Volume 4, Issue 2, 2012

Nenad Miscevic
Pages 147-160

The competence view of intuitions - a short sketch

This paper proposes an outline of a view concerning intuitions, tying them to our basic cognitive competences, or virtues-capacities, a view that is here called The Moderate Voice-of-Competence view. This view claims that intuitions form a kind, albeit a relatively superficial one, united by their phenomenal appearance, but linked to capacities for understanding various domains. Further, intuitions are extroverted, turned towards the items they are explicitly about, and normatively answerable to them; they teach us about things “outside”, not merely about our representation(s) of them. This view also takes seriously the actual dialectics of having intuitions: asking (or being asked) a question, imagining a scenario, giving a simple, preliminary answer to the question, formulating the immediate intuition which is often developed by considering other examples, and so on.
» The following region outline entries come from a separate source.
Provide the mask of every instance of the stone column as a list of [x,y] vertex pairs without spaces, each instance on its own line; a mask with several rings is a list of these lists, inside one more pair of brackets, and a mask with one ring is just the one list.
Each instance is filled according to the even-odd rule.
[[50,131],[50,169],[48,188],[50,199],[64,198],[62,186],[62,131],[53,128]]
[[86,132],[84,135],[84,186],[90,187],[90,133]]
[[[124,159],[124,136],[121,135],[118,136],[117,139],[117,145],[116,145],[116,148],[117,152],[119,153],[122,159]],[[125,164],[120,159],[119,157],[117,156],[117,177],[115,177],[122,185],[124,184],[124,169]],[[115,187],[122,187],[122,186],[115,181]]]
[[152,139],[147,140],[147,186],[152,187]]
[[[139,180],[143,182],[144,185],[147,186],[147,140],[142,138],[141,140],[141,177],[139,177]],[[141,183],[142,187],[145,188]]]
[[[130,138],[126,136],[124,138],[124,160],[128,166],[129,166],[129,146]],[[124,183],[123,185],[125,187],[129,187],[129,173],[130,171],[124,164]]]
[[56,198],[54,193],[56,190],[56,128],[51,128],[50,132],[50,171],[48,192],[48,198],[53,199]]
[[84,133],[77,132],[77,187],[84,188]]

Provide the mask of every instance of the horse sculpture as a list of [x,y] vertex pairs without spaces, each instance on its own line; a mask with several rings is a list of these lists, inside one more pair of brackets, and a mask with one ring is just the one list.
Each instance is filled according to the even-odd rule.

This work involves more than mere inference following rules of logic. Further, this view is for the most part committed to realism about the objects of intuitions, and is very keen on their explainability. Finally, this view offers a complex answer about the normative epistemic status of intuitions, tilted towards a posteriority: although intuitions are prima face a priori, their reflective justification has a rich structure in which a posteriori elements play a crucial role.